How would you feel if data pertaining to your interactions with government were made public just because the government is taxpayer-funded?
How about data pertaining to your kids?
Any Joe Taxpayer doesn’t have a right to walk in and demand any data they want from a government department. That’s entirely entirely reasonable. Anonymising data isn’t nearly as easy as a passer-by with “faker.fake_name()” may think it is.
I didn't see any mention of individual student records anywhere; seems like a red herring.
It's very possible to aggregate and anonymize (remove PII); aggregate the records by zipcode, anonymized school ID, school district, grade-level of student, age of student, educational attainment, etc.
You agree that's possible, FOIA-compliant and has been done already for decades? Like how Census data is made public (the Census also uses fuzzing to prevent reverse-engineering to individuals, esp. in tracts with small populations).

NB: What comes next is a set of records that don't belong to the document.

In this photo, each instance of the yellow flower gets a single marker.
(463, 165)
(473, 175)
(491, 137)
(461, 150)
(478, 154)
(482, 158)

> Any Joe Taxpayer doesn’t have a right to walk in and demand any data they want from a government department.
Red herring: the CDE is not trying in good faith to define what level of aggregated data would be sufficiently anonymous; they're blanket-opposing legitimate public access to this data (even highly aggregated) via the researchers being allowed to testify in court.
> How about data pertaining to your kids?
Absolutely can and should be disclosed, in aggregate. Otherwise you have a public entity spending $128.5 billion taxpayer money that is not performing so well, violating constitutional disclosure requirements, gotten worse since 2020, lost students to homeschooling [0] and move-aways.
In any case, this isn't fodder for an opinion poll, it's what the Constitution says.
Might it bump against privacy? If you do a search on third graders receiving speech services in towns of pop less than 3000 in county... at some point you have private information.